Data Assessment for Embodied Intelligence
Jiahao Xiao, Bowen Yan, Jianbo Zhang, Jia Wang, Chunyi Li, Zhengxue Cheng, Guangtao Zhai
TL;DR
The paper addresses the quality of embodied datasets by proposing two data-driven tools: diversity entropy, computed from a unified multimodal representation to quantify information richness, and a training-free learnability estimator that predicts how easily information in the dataset can be learned. It introduces a 3-frame unified representation and employs a Parzen-window kernel entropy to measure dataset diversity, while a learnability framework combines intra-task factors (E_t and R_t) with inter-task transfer to compute L_{ ext{dataset}}. Validations on 21 embodied datasets (≈800 GB) and both simulated and real-world data show strong correlations between predicted and ground-truth learnability and reveal that increasing data volume alone yields diminishing returns without improving per-sample diversity. The methods enable immediate dataset assessment and guide data collection and generation toward higher information conversion and more transferable learning, supporting faster advancement in embodied intelligence.
Abstract
In embodied intelligence, datasets play a pivotal role, serving as both a knowledge repository and a conduit for information transfer. The two most critical attributes of a dataset are the amount of information it provides and how easily this information can be learned by models. However, the multimodal nature of embodied data makes evaluating these properties particularly challenging. Prior work has largely focused on diversity, typically counting tasks and scenes or evaluating isolated modalities, which fails to provide a comprehensive picture of dataset diversity. On the other hand, the learnability of datasets has received little attention and is usually assessed post-hoc through model training, an expensive, time-consuming process that also lacks interpretability, offering little guidance on how to improve a dataset.
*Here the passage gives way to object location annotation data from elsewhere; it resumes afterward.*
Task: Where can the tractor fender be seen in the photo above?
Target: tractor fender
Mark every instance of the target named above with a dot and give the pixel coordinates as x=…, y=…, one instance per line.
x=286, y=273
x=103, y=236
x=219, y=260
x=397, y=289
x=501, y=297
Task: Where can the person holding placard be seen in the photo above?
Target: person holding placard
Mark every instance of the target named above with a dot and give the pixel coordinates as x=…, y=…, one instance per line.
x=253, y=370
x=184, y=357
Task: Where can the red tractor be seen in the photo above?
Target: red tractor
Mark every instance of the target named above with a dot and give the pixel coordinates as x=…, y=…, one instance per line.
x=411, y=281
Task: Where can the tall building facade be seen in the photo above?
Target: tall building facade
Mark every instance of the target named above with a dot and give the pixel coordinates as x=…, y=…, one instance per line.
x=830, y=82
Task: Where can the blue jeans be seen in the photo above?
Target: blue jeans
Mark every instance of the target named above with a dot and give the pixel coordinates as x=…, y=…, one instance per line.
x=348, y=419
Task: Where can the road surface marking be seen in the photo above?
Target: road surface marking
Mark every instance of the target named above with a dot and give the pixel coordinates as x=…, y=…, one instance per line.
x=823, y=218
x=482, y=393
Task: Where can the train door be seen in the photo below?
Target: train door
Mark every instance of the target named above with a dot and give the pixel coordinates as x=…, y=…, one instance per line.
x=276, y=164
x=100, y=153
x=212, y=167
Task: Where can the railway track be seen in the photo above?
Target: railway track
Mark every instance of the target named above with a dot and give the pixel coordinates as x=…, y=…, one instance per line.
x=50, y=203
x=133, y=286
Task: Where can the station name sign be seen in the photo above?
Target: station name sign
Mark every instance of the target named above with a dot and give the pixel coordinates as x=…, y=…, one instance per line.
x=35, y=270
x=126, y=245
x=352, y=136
In this work, we address both challenges by introducing two principled, data-driven tools. First, we construct a unified multimodal representation for each data sample and, based on it, propose diversity entropy, a continuous measure that characterizes the amount of information contained in a dataset. Second, we introduce the first interpretable, data-driven algorithm to efficiently quantify dataset learnability without training, enabling researchers to assess a dataset's learnability immediately upon its release. We validate our algorithm on both simulated and real-world embodied datasets, demonstrating that it yields faithful, actionable insights that enable researchers to jointly improve diversity and learnability. We hope this work provides a foundation for designing higher-quality datasets that advance the development of embodied intelligence.